The psalm we sang this morning is a song written for a king, one that asks God to bless the king and to remind the king of his duties.
“May all kings bow down before him, and all the nations do him service. For the king delivers the poor who cry out in distress, the oppressed, and those who have no helper. He has compassion on the lowly and poor, and preserves the lives of the needy. From oppression and violence he redeems their lives, precious is their blood in his sight.” [Ps 72:11-14]
Can you imagine such a king? Can you imagine living with the assurance that those in power are most concerned with the poor, most concerned with those whose lives are in danger, with those who are oppressed? Can you imagine living with the promise that help has come to those who have no helper? Can you picture a king, a nation, that could deliver the whole world from violence? To one such as that, what could you offer that she or he would need?
You could offer your heart.
Today’s gospel is a story of unusual strangers who come to an unlikely place looking for a child who carried all the promises of God in his very flesh.

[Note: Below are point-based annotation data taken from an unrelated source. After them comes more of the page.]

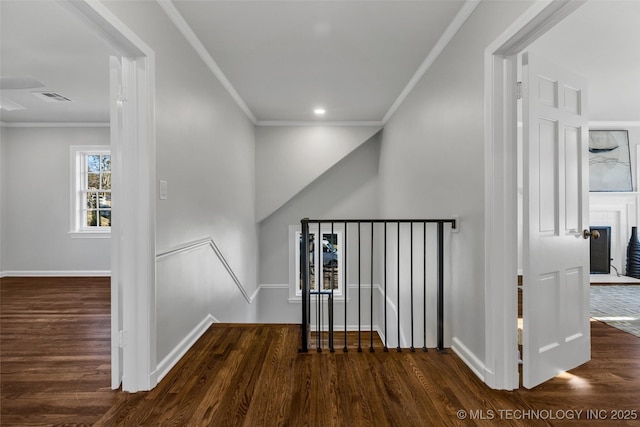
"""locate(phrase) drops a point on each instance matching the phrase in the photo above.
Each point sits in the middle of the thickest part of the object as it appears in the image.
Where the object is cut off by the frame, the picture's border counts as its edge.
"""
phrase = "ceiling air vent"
(51, 97)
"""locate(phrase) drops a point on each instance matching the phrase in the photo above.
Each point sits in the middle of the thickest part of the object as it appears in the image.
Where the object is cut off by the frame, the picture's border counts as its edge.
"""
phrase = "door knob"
(595, 234)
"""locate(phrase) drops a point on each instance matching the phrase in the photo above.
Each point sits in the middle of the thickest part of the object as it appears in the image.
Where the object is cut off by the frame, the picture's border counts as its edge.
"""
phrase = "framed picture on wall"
(609, 161)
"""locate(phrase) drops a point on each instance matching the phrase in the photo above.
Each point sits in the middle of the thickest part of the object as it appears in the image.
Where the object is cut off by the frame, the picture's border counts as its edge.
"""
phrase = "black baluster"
(411, 284)
(371, 295)
(398, 348)
(345, 285)
(424, 277)
(440, 286)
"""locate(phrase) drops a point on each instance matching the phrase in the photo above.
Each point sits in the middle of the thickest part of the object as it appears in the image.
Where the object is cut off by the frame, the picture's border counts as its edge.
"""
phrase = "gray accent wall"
(205, 151)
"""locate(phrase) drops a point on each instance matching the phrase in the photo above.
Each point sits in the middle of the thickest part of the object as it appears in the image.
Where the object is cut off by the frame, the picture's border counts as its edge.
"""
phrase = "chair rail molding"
(208, 241)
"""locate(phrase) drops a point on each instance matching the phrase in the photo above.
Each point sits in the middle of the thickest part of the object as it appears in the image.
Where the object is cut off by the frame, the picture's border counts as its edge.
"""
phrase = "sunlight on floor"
(576, 381)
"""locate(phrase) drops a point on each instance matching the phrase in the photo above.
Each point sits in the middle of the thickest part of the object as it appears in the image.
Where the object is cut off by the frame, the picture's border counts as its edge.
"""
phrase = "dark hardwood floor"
(54, 370)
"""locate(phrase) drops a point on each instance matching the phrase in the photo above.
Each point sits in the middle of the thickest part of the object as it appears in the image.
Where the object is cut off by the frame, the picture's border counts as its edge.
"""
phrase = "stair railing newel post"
(633, 255)
(306, 281)
(309, 267)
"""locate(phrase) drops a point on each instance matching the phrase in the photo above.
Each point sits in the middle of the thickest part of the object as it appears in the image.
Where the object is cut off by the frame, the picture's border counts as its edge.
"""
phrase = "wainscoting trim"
(207, 241)
(181, 349)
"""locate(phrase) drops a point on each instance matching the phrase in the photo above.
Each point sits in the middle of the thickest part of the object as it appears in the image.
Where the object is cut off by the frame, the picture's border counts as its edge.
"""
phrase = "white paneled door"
(556, 332)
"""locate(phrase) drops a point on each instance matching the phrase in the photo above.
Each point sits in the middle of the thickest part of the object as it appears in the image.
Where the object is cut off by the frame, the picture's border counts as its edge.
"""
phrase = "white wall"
(349, 189)
(432, 163)
(205, 152)
(2, 201)
(36, 204)
(290, 158)
(620, 210)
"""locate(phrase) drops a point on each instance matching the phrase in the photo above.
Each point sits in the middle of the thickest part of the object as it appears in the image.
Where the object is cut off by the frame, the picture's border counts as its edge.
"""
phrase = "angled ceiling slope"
(46, 49)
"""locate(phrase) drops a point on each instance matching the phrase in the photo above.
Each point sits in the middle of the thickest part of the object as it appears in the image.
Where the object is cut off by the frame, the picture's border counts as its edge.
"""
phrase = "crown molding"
(317, 123)
(55, 124)
(179, 21)
(613, 124)
(455, 25)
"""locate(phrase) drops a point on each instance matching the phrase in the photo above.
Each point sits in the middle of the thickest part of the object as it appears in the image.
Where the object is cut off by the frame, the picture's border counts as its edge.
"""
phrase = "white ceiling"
(284, 58)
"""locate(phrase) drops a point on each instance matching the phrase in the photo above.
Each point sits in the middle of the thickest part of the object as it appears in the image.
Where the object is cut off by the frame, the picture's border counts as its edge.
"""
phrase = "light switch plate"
(163, 190)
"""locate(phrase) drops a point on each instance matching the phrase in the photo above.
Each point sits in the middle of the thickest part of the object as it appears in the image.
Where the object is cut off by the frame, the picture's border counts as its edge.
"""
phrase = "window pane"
(106, 181)
(92, 200)
(312, 257)
(92, 218)
(330, 273)
(105, 218)
(105, 200)
(93, 181)
(93, 163)
(106, 163)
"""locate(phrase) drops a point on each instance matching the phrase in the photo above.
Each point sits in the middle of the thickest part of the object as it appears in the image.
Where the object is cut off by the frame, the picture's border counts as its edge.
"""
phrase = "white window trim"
(294, 258)
(76, 228)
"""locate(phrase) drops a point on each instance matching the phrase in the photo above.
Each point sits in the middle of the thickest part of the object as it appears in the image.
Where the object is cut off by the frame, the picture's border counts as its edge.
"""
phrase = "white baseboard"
(469, 358)
(56, 273)
(181, 349)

We, the church, the body of Christ, should not be surprised when the very same thing happens in this place. When the church proclaims the good news of God for us, when we announce the promises of God that we heard in this morning’s psalm, we should not be s
urprised to find guests from faraway lands, with customs and experiences very different from our own, bearing strange, new and exotic gifts showing up at our door. They take their place right beside each of us, each of us offering a piece of ourselves, each of us offering our hearts to One who receives them for what they are: offerings of love.
A raisin box posing as a Christmas tree ornament; offerings of gold, frankincense or myrrh; gifts from the heart designed to show some knowledge of the one to whom the gift is offered. But the most unusual gift of all, the epiphany encountered today, comes in the form of Christ Jesus himself. In Christ, God offers the whole world a gift in a form so ordinary that we will all recognize it: humanity. God – all-powerful, all-mighty, transcendent and immortal – communicates that we are known. We, in our weakness, in our mortality, in our frailty and in our flesh, are known by God. The fullness of God’s love communicated in a fragile child lying in an empty trough, a manger, an oversized raisin box.
What a strange God it is that we worship, that we love. In Jesus, God is revealed to us as one who is willing to set aside wealth and power for the sake of the poor and the powerless. God travels to us from beyond our knowing to offer to us the gift of love and we, along with strangers and wise people everywhere, gather at this table to receive the gift. This is the manifestation of God for us, all of us. This is our Epiphany.